Скрестив руки на груди, я задумалась над словами брата, и на моем лице проступила слабая улыбка. Я сказала ему, что для человека, бросившего семинарию, он слишком любит проповедовать.

— Опять ты начинаешь, — упрекнул меня Бен.

— Почему ты ушел оттуда? — спросила я, когда мы снова зашагали по улице.

— Я просто подумал, что не хочу становиться священником. И до сих пор так думаю. Может, у меня пока нет настоящего призвания, — добавил Бен.

— Знаешь, мне кажется, что ты слишком зациклен на настоящем, — сказала я. — Ты, очевидно, думаешь, что Бог должен был нотариально заверить свое обращение к тебе?

— Может, и нет, — согласился Бен, поднимая воротник, чтобы спрятать лицо от ветра. — Но от кого я это слышу? — Он толкнул меня плечом, и я, не выдержав, засмеялась.

— Роксана говорит, что мамино наследство стало для меня тяжелой ношей, — сказала я. — Будто я не люблю медицину, но из-за мамы не могу ее бросить.

— А если бы могла, чем бы ты занялась? — поинтересовался Бен.

Этот вопрос поставил меня на место Галилея, который внезапно обнаружил, что Земля не плоская и что, дойдя до ее края, невозможно упасть вниз. Это откровение, честно говоря, не доставило мне ни малейшего удовольствия. Что я буду делать с этой большой круглой планетой, если все мое существование построено на том факте, что она плоская?

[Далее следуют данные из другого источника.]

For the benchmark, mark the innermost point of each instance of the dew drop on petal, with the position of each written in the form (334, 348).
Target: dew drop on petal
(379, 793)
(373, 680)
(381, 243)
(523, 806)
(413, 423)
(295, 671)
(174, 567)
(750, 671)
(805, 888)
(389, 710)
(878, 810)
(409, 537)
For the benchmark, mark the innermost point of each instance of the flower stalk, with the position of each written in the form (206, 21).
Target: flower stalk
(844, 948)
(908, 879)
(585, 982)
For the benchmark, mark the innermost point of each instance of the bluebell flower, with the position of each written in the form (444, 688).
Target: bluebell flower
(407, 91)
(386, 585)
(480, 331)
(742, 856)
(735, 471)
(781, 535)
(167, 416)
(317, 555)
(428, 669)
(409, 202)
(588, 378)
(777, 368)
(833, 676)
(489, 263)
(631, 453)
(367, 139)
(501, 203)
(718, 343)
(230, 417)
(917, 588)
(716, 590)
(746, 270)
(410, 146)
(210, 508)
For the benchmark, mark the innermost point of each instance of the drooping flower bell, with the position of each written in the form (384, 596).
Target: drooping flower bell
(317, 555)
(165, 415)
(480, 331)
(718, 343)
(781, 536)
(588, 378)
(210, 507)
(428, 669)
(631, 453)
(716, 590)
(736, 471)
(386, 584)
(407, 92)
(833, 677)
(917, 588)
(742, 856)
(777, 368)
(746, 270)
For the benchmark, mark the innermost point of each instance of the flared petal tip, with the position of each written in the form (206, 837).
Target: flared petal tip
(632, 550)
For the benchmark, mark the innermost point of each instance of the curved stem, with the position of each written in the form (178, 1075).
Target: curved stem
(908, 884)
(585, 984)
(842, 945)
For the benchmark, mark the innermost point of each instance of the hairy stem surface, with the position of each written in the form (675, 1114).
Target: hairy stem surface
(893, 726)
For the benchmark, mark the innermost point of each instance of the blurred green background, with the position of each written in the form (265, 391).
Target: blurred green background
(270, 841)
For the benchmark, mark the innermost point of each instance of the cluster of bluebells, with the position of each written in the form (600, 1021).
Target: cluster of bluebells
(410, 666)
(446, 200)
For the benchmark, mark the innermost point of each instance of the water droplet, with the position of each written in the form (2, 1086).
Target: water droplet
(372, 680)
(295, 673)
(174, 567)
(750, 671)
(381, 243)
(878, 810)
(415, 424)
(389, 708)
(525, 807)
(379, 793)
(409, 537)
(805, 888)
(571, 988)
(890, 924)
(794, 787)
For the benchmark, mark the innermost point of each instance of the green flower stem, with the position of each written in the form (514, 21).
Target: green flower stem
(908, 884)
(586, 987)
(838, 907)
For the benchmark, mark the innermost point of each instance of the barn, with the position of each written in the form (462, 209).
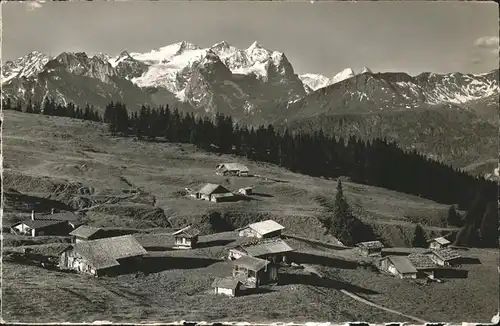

— Понятия не имею, — уныло ответила я.

— Я думал, ты любишь медицину. — Голос Бена звучал разочарованно. Брат напомнил мне меня саму, когда я убеждала его стать священником даже после того, как он понял, что это не его призвание.

— С чего бы это? — спросила я.

— Вспомни неделю, которую ты провела в Кон-о-Кви. Ты тогда была по-настоящему счастлива.

Он прав. Я была счастлива три лета тому назад, до смерти мамы. Я только вырвалась из отделения интенсивной терапии, где каждый день ломались чьи-то ребра при попытке реанимирования и мне приходилось сообщать семьям неутешительные новости. Я вырвалась из здания Сент Кэтрин, заполненного искусственным светом и тяжелым воздухом, который был пропитан запахом лекарств, и попала в летний лагерь Кон-о-Кви, где самой серьезной болезнью была тоска по дому, а о смерти никто даже не упоминал. Это было блаженством.